Voorzitter. De PvdA-fractie wil er geen twijfel over laten bestaan dat zij een fervent voorstander is van inburgering, alleen ziet zij, in tegenstelling tot de regering, inburgering vooral als een recht en niet als een plicht. Overigens kan aan de inburgering zoals wij die zien, wel een leerplicht gekoppeld worden. Wij hebben in het debat en ook in de aanloop daartoe een drietal bezwaren naar voren gebracht. In de eerste plaats vinden wij nog steeds dat wij in wezen over een onvoldragen en onvolledig wetsvoorstel hebben gesproken. Deze Kamer heeft echter besloten om het wetsvoorstel toch te behandelen. Wij hebben daar loyaal aan meegewerkt, dus hebben wij het daar vanaf nu ook maar niet meer over. In de tweede plaats hebben wij principiële bezwaren, inhoudelijke bezwaren en juridische bezwaren tegen het feit dat de Turken en de zogenaamde langdurige derdelanders – dus derdelanders die langdurig in een ander EU-land hebben verbleven – wel onder de werking van de wet vallen. Wij hebben daar hele redeneringen over opgehangen. De minister heeft dat ook gedaan. Die redeneringen staan lijnrecht tegenover elkaar. Onze opvatting leek geen meerderheid in de Kamer te krijgen en wij gaan ervan uit dat het Hof uiteindelijk wel zal bepalen wie van ons gelijk heeft. Dan blijft het derde type bezwaar over, namelijk bezwaren van praktische aard. Wij hebben gelukkig in deze Kamer met grote meerderheid van de minister de toezegging gekregen dat gemeenten die in problemen komen met de invoering van de wet per 1 januari de mogelijkheid hebben, om 1 april als feitelijke ingangsdatum te hanteren. Wij vinden dat een toezegging. Je kunt je afvragen of dat voldoende is en of er vervolgens nog een reden is om tegen te stemmen. Wij hebben na rijp beraad besloten om voor het wetsvoorstel te stemmen.

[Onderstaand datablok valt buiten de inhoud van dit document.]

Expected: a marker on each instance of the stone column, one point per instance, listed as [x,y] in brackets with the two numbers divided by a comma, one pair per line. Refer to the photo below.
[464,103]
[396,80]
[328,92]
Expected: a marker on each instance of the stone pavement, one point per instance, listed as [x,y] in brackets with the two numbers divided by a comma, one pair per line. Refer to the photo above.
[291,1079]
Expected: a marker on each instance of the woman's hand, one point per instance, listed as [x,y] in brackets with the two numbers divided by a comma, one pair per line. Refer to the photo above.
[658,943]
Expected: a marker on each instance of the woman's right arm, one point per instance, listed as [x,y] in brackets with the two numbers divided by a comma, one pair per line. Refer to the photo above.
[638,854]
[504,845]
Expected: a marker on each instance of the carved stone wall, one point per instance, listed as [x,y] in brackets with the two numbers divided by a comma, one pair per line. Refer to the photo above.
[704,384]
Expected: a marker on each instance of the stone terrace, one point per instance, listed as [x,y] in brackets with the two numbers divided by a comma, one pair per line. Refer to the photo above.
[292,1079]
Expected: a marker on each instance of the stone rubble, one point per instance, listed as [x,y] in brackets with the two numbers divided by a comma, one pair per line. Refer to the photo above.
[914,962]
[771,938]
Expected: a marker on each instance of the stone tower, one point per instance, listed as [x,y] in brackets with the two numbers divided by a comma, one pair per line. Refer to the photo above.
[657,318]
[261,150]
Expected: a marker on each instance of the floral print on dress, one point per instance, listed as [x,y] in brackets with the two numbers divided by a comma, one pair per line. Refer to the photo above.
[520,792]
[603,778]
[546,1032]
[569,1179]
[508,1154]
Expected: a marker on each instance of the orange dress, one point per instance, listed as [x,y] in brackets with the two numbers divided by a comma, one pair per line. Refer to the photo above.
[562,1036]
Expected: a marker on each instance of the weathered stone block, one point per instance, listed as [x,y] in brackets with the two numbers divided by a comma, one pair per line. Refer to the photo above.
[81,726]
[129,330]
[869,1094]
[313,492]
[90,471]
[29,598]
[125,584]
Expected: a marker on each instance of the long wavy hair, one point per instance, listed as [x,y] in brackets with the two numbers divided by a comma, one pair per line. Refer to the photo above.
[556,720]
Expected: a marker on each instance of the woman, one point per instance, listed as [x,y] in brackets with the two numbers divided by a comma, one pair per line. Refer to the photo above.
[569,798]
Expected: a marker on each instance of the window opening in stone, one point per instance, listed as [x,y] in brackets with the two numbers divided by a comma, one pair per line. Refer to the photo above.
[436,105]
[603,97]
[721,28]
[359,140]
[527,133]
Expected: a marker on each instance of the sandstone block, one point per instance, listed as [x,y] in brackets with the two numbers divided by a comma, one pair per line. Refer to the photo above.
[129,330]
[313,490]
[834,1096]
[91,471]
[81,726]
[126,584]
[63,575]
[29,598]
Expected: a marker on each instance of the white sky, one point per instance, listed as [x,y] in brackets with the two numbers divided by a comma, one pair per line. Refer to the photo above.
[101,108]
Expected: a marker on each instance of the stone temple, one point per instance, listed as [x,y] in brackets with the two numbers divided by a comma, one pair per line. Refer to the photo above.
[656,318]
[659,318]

De heer Thissen (GroenLinks):

Voorzitter. In het debat met de minister van vorige week zijn voor ons drie punten van groot belang gebleken. Het eerste is de gebrekkige mate van wederkerigheid in het wetsvoorstel over de inburgering. Het tweede is het ontbreken van differentiatie in de examens die mensen moeten afleggen. Daardoor moeten veel mensen examen doen beneden hun niveau, en wordt er geen beroep gedaan op hun talenten. Het derde is het principiële bezwaar dat wij hebben tegen de slagingsplicht op last van een boete. Daarom zal de fractie van GroenLinks in afwijking van de GroenLinks-fractie in de Tweede Kamer tegen dit wetsvoorstel stemmen. Daarbij wil ik echter ook uitspreken dat wij zeer voor inburgering zijn, als aan genoemde bezwaarpunten van ons tegemoet wordt gekomen.

De heer Engels (D66):

Voorzitter. Ik leg deze stemverklaring met genoegen mede namens de OSF af. Onze fracties hebben zich na het plenaire debat van vorige week nog eens diepgaand beraden. Zoals ik heb aangegeven, is het springende punt de vraag of wij het voorgestelde nieuwe inburgeringssysteem met zijn verplichtende en resultaatgerichte karakter voor onze rekening kunnen en willen nemen. Opnieuw hebben wij gekeken naar de noodzaak om het huidige klimaat rondom integratie en inburgering te belasten met verdere aanscherpingen. Opnieuw hebben wij ons afgevraagd in hoeverre wij in het kader van inburgering een zo sterke nadruk moeten leggen op een geenszins uniforme Nederlandse cultuur. Opnieuw ook hebben wij gekeken naar de Europees- en internationalrechtelijke houdbaarheid van dit wetsvoorstel. Naar ons oordeel is die voorshands in onvoldoende mate buiten twijfel gesteld. Deze kwesties overwegende, zijn wij tot de slotsom gekomen dat wij dit wetsvoorstel niet kunnen aanvaarden.

In stemming komt het wetsvoorstel.

De voorzitter:

Ik constateer dat de aanwezige leden van de fracties van D66, GroenLinks, de OSF en de SP tegen dit wetsvoorstel hebben gestemd en die van de overige fracties ervoor, zodat het is aangenomen.